To maintain the momentum and potential of highly productive staff, physical organization is essential. Further to an organization falls the need for training. The term ‘to train’ implies the building of skills and a level of proficiency necessary to support the needs of an organization and the positions held by staff. We view training as a function of an educational process that is necessary to sustain the charity’s knowledge base and prevent it from being undermined by incompetence. The assumption that tools and methods can be figured out through a trial and error process is not reasonable and puts both the knowledge base and the charity at risk. A conversation suggested that training was expensive, but the retort came with a question; ‘’Do you pay people to do things wrong?”


“Education is never neutral or disinterested. It is always organized according to a set of articulated principles, and methodology reflects a number of believers, from highly pragmatic ones to the conviction that knowledge is an end in itself.” Thyssen Museum Madrid Spain


Defining Priorities

The position that staff members are too busy to attend to offerings like training or that the cost is too high supports the contention that charities are not interested in utilizing human resources at their most effective. This may apply to a volunteer-run charity with an annual budget of less than $50,000 but once the demand for dollars increases it’s time for a different paradigm. A charity has already made its big commitment which is to its clients. With respect to that commitment, the time has also arrived to ensure it can meet those commitments to remain sustainable by providing staff members with the necessary skills. The key is to capture what is learned making it shareable and extending its value.


Implementing a Knowledge Management as a Charity Model

First and foremost a leader is required to pilot the project. This is not a job for mid-management ranks but rather for the top of the pyramid. Change for any organization is often difficult because people need to modify their habits and embrace new methods. A leader committed to full implementation is a must.


The benefit to this change is that staff members will be part of the process offering what they know and have learned to build a knowledge-based system. Birthing anything new, then documenting and integrating it into the mainstream takes time and endurance. The benefits need to be understood and embraced. By including the best of what staff has to offer they can be recognized for their contribution.


The outcome offers a massive improvement over the current situation and once accepted becomes ‘how we do things here’. This attitude transposes into a full understanding of the value of information and every addition to the knowledge model from the capture of donor information, research data, basic job ‘how to’ instruction sets, and much more. We now have a knowledge culture in bloom!


New employees are introduced to an abundant knowledge base, supported by well-defined job descriptions allowing them to successfully assimilate into the charity’s culture. Should the adoption of the charity’s methods be inconsistent, adjustments can be recommended, or ultimately a staff removal if a lack of compliance becomes a recurring issue.


The Future Awaits You


No business, whether for-profit or not-for-profit can afford the cost of an ineffective workplace. It’s fine to be busy, but when busy simply means activities caused by disorganization and a lack of priorities, it is time to take the plunge and evaluate all areas of information management and assemble what the charity needs to move back to a productive mode.

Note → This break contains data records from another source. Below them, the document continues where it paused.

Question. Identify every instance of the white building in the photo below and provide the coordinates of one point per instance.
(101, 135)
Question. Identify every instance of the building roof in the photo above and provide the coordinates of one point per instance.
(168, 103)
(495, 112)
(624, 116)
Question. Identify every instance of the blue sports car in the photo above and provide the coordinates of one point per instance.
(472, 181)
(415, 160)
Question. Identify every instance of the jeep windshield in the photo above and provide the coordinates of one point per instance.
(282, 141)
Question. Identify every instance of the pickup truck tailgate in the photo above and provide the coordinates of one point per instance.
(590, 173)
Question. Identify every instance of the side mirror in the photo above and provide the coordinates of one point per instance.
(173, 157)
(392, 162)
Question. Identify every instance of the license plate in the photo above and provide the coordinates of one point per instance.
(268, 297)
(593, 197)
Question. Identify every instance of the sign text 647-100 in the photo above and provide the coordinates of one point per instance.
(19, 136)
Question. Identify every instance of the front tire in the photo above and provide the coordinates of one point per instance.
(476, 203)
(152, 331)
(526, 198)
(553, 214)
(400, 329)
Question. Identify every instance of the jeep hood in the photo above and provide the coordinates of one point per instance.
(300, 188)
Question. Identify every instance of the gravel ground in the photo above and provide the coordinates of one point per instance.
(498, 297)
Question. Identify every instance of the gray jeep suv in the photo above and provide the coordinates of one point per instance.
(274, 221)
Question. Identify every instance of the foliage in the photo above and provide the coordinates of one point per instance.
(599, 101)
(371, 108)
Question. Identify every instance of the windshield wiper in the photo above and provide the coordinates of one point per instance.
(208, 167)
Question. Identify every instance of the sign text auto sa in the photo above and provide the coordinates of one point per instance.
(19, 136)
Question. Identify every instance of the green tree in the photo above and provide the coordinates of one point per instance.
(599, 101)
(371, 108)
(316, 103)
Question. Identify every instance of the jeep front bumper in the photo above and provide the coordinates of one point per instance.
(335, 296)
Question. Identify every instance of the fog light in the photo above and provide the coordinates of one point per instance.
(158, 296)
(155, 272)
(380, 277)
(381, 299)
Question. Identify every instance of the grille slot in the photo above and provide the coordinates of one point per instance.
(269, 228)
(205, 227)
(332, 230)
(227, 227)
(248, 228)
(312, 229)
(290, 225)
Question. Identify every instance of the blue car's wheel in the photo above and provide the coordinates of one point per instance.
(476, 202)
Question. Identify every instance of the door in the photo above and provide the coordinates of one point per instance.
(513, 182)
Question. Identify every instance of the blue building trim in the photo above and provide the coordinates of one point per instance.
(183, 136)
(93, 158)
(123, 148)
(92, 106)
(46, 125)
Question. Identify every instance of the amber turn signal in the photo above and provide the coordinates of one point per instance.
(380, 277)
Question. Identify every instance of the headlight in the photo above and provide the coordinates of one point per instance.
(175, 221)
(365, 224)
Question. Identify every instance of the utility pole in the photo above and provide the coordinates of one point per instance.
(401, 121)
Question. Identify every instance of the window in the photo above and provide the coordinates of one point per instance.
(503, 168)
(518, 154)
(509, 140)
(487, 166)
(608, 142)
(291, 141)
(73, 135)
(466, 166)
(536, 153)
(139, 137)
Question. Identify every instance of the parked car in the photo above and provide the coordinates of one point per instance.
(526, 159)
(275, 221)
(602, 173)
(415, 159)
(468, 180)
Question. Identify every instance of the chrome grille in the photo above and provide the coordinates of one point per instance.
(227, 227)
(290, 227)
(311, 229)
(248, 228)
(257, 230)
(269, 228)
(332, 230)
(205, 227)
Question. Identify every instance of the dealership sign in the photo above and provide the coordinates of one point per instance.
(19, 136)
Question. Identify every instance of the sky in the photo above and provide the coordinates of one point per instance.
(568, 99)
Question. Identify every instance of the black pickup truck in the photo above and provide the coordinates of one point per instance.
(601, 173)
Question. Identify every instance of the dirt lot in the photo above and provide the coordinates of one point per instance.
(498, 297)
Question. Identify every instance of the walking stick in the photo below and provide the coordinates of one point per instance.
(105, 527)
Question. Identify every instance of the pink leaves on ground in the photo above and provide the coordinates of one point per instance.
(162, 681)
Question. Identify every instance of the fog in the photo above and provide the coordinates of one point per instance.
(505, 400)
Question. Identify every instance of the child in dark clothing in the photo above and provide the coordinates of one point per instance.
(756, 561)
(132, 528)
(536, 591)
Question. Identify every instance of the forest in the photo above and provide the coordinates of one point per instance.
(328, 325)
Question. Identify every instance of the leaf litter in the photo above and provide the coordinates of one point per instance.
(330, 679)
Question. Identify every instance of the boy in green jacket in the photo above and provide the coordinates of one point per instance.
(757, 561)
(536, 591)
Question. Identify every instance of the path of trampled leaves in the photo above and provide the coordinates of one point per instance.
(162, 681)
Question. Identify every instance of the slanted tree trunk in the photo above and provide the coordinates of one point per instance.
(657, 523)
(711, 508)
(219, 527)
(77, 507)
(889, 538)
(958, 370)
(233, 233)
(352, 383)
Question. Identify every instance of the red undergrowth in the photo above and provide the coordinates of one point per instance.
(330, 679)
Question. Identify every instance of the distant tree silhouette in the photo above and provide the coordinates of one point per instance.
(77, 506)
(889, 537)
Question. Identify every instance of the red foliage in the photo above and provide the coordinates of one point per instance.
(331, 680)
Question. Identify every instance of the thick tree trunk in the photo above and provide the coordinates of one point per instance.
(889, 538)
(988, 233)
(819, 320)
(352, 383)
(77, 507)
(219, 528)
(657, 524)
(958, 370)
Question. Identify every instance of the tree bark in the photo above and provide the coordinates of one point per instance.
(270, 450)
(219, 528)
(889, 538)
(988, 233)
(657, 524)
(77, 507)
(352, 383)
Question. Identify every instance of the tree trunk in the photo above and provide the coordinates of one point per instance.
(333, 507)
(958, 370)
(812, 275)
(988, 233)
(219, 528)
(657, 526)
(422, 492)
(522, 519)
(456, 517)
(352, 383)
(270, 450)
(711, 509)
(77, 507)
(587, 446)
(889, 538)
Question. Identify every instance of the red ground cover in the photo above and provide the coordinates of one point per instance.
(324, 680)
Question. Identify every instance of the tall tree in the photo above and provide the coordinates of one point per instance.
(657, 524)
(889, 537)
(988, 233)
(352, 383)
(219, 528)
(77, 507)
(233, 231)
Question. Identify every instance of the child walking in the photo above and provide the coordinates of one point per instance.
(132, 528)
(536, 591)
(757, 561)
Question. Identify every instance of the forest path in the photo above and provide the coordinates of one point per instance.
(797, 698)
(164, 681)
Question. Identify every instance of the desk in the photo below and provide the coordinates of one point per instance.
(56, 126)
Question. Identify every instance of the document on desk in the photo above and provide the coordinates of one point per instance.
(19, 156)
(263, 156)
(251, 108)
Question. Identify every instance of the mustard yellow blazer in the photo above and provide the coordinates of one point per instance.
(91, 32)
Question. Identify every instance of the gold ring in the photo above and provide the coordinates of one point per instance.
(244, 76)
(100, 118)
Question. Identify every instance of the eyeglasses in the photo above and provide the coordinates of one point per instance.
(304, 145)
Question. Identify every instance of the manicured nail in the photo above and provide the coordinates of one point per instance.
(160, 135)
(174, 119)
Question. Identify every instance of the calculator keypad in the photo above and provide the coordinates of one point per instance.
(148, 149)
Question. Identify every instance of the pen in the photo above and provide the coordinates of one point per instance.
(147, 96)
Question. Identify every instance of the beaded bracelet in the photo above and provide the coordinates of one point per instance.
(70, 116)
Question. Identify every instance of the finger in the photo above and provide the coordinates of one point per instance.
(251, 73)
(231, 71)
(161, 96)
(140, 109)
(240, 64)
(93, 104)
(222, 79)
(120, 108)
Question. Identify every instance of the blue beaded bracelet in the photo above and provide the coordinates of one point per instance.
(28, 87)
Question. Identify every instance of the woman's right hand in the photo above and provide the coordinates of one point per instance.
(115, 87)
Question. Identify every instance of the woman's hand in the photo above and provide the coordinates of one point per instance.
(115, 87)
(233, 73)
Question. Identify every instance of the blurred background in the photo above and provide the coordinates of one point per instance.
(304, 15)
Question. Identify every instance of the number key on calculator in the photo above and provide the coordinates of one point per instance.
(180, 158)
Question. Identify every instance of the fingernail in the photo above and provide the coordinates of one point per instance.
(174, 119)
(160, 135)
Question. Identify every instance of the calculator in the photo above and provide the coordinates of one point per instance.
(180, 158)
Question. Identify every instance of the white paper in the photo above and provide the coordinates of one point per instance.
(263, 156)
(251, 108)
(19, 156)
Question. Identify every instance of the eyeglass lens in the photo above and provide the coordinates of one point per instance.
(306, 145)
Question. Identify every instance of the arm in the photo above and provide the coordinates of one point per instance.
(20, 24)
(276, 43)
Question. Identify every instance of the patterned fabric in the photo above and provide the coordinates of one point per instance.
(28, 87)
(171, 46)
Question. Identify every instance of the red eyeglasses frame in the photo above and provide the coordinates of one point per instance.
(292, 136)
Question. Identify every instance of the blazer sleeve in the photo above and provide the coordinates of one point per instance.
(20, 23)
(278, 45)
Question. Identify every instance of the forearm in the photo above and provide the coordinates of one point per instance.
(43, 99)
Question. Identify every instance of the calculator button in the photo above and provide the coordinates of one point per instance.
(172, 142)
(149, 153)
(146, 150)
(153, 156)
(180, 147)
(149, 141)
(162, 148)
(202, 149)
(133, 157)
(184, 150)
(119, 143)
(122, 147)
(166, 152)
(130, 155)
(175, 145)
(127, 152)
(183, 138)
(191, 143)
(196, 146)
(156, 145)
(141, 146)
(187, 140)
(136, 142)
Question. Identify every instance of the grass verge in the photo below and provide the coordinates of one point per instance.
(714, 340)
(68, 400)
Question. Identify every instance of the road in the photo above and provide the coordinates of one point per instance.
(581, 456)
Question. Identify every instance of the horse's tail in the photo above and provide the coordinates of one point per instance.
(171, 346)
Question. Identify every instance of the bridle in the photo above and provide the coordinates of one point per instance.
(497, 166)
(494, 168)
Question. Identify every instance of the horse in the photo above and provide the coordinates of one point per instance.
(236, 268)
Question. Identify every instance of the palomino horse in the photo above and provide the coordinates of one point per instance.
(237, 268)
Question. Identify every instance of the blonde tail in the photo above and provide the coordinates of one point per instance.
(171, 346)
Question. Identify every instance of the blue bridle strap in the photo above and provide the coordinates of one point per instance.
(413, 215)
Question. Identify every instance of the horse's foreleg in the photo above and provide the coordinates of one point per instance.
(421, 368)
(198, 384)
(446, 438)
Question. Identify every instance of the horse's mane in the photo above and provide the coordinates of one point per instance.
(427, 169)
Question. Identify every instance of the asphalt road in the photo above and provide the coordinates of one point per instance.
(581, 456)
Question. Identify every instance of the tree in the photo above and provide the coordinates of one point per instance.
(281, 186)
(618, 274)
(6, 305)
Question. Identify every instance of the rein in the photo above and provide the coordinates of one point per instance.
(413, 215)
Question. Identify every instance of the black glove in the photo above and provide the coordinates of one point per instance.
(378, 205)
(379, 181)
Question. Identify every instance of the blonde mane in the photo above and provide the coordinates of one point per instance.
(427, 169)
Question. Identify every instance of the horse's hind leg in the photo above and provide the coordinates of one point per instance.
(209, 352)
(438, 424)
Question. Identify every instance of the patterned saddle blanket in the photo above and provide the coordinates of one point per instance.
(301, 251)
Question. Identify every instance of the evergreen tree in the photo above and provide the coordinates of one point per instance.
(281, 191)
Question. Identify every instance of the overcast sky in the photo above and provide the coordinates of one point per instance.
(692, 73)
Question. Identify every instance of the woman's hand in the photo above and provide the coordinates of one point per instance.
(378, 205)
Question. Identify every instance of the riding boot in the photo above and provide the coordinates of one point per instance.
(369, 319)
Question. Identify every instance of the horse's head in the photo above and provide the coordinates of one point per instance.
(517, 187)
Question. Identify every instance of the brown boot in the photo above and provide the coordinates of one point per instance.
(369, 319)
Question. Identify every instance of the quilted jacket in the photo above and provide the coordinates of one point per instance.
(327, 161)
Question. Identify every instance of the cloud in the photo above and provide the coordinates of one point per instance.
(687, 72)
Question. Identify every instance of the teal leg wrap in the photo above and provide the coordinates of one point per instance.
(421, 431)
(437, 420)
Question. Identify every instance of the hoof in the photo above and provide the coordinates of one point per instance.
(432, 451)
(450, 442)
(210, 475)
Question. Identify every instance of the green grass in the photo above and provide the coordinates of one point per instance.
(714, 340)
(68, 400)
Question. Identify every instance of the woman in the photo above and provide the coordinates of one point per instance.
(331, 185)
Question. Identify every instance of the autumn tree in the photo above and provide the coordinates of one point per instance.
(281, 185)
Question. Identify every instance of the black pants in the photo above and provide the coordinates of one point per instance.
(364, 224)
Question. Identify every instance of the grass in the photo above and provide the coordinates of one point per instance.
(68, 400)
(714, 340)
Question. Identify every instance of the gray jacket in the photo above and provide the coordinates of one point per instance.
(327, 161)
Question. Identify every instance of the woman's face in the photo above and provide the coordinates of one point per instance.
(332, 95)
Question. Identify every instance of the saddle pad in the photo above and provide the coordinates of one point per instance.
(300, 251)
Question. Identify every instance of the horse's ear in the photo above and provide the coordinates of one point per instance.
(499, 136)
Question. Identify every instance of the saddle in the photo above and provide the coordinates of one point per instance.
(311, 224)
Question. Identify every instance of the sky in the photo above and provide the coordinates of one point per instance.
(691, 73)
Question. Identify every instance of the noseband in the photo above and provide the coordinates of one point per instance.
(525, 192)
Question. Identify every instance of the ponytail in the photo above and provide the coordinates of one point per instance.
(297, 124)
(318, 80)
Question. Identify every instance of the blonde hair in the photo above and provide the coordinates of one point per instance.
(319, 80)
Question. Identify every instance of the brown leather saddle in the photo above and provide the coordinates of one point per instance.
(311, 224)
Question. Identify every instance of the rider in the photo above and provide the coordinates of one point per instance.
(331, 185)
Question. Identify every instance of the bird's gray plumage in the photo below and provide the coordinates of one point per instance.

The solution is simple to implement. What can be a challenge is enforcing methods with non-compliant staff but be assured, non-compliance disappears as new staff members are hired and old ones leave. The final challenge is maintaining an effective system throughout staff and board change. We have suggested writing requirements into the charity’s charter as a good start so that no one person can erode its benefits through questionable abilities. The assumption that a title or level of education is indicative of the type of habits that grow an organization has been proven wrong time and again. Let your organization have its own voice to expound on its expectations, then see who can stay and who must go. Remember, the future awaits you and the opportunities are boundless!